En los numerosos edificios de apartamentos construidos a ambos lados de las calles de ese fascinante barrio se podían ver unas pequeñas jaulitas ubicadas en las minúsculas terrazas, y dentro de ellas había unos hermosos perritos blancos y grises.  

Me llevaron a través de la bahía a tierra firme (mi hotel y la oficina estaban ubicados en la isla de Hong Kong) y, luego de caminar varias manzanas por estrechas callejuelas llenas de gente y locales iluminados con múltiples luces de neón, llegamos a un restaurante que ellos consideraban de lo mejor que había en esa ciudad.

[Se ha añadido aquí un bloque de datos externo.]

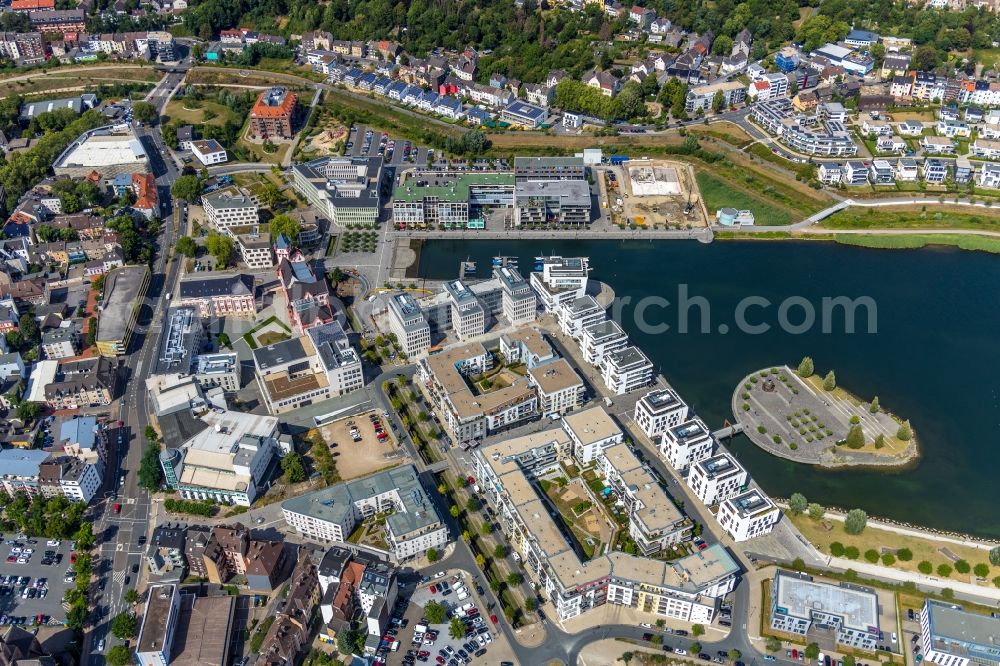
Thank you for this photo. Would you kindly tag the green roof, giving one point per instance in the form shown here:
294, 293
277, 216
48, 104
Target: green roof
455, 190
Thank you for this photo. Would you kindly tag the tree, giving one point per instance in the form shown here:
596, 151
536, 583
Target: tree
145, 112
285, 224
118, 655
436, 612
292, 467
124, 626
456, 629
150, 472
855, 521
221, 247
187, 187
830, 381
855, 437
186, 246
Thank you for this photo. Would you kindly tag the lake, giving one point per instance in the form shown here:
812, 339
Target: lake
933, 359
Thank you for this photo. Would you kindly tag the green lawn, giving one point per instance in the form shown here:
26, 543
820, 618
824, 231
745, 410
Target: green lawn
717, 194
932, 217
916, 241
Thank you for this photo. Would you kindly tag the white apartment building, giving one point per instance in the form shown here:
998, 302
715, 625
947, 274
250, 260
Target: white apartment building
578, 314
626, 370
468, 317
655, 523
558, 280
518, 301
600, 339
591, 432
408, 323
330, 515
658, 410
229, 208
685, 444
560, 389
209, 152
749, 515
717, 478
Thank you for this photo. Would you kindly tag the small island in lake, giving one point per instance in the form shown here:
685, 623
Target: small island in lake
806, 418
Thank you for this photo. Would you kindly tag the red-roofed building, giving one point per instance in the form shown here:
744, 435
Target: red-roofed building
32, 5
272, 114
144, 186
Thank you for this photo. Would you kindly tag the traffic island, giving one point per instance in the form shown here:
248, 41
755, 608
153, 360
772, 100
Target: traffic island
810, 420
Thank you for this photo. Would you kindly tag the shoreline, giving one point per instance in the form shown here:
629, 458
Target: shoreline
827, 457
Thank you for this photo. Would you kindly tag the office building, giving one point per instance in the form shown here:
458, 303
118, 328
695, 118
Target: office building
273, 114
344, 189
749, 515
468, 416
407, 322
600, 339
517, 298
626, 370
685, 444
560, 389
953, 636
810, 608
717, 478
124, 289
658, 410
559, 280
230, 207
412, 525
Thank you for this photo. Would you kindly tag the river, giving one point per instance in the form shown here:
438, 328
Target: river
933, 359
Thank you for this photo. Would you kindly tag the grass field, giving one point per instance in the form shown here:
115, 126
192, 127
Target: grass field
916, 241
908, 217
824, 532
718, 193
175, 110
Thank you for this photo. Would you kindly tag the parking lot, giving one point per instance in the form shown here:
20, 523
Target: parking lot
17, 600
359, 144
481, 644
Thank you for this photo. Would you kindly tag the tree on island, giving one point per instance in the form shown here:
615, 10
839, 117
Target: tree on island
830, 381
855, 521
855, 437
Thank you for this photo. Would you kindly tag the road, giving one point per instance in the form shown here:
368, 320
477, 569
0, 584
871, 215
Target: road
118, 533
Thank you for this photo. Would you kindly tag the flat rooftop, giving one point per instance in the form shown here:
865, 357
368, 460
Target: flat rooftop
123, 289
800, 597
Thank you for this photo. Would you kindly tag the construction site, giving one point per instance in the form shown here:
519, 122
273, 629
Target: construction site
655, 194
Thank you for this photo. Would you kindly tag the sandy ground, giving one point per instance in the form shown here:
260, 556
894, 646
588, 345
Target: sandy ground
358, 459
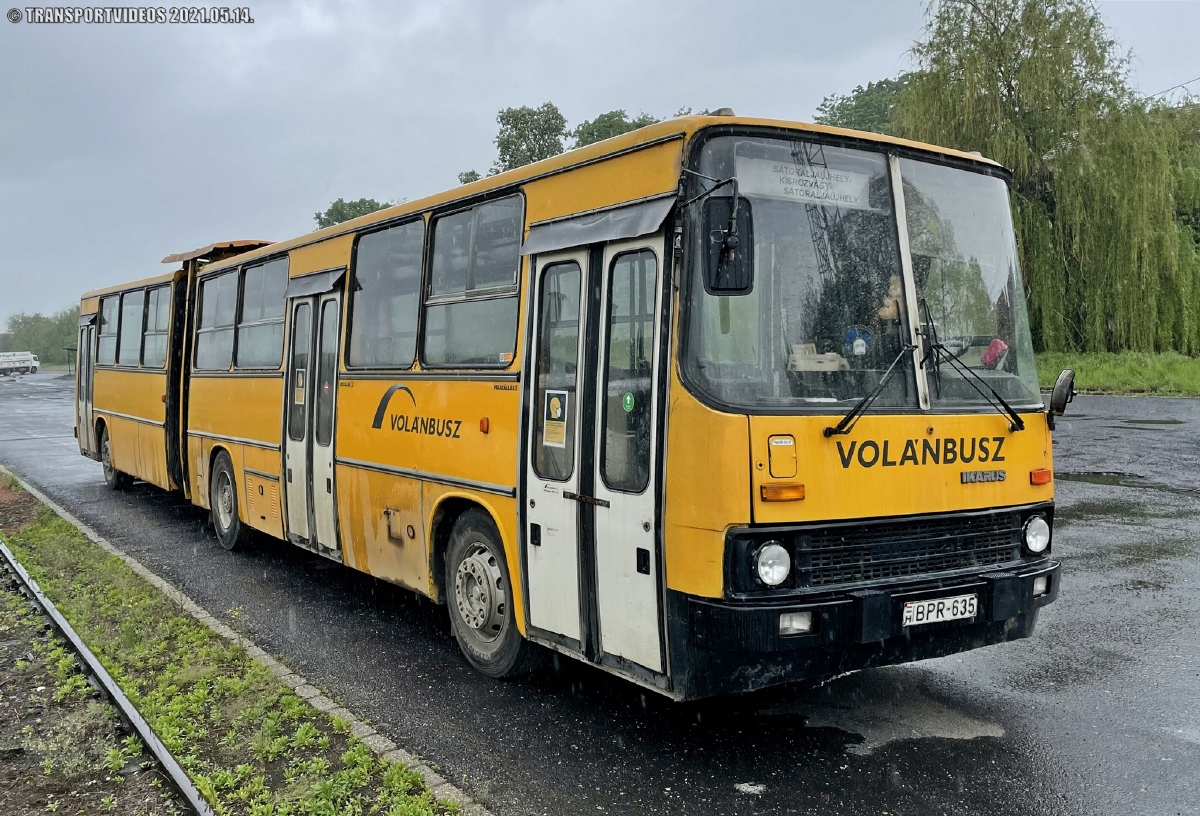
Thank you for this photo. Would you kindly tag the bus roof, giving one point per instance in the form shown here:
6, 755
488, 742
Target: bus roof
681, 127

Nos esperaba una mesa circular y giratoria, como es costumbre en un banquete chino, y pronto comenzaron a aparecer platos con los más variados productos y sabores. Confieso que a mí me gusta la comida china, así que no tuve inconveniente en degustarlos y disfrutarlos, hasta que llegó el momento cumbre del agasajo y un camarero trajo y depositó ante mis ojos una bandeja con un pato entero, con su cráneo partido por la mitad. Pero, para mi sorpresa, descubrí que dentro estaban los sesos del infeliz animalito. Inicialmente no supe qué hacer, pero incentivado por las sonrisas y los gestos amables de mis anfitriones, comprendí que era yo quien debía degustar esa supuesta delicia. Acto seguido me entregaron una cucharilla minúscula y con ella debía recoger los sesos del ave y llevármelos a la boca. Con sonrisas de compromiso, tragué aquellos sesos que me sabían ácidos y repugnantes. Continué sonriendo y agradecí el gesto amistoso o más bien la deferencia hacia mi persona y continuamos comiendo. Para sacarme el gusto de los sesos del pato, que permanecía en mi lengua y paladar, arremetí con unas albóndigas que sabían mucho más sabrosas y digeribles. Y así continuó aquella extraña cena en mi honor.

Un día más tarde, recorriendo nuevamente las calles de Kowloon con un colega local, observé que en los numerosos edificios de apartamentos construidos a ambos lados de las calles de ese fascinante barrio se podían ver unas pequeñas jaulitas ubicadas en las minúsculas terrazas, y dentro de ellas había unos hermosos perritos blancos y grises. Me extrañó verles en jaulas pero asumí que era para que las mascotas pudiesen disfrutar del aire y no se cayeran a la calle, al ser tan pequeñas que pasaban por entre las rejas de los balcones.

Lamentablemente, mi colega chino me explicó la triste realidad: esos adorables perritos estaban allí para ser comidos en alguna importante fiesta familiar y con ellos harían, entre otras delicias culinarias, las sabrosas albóndigas que yo había disfrutado la noche anterior.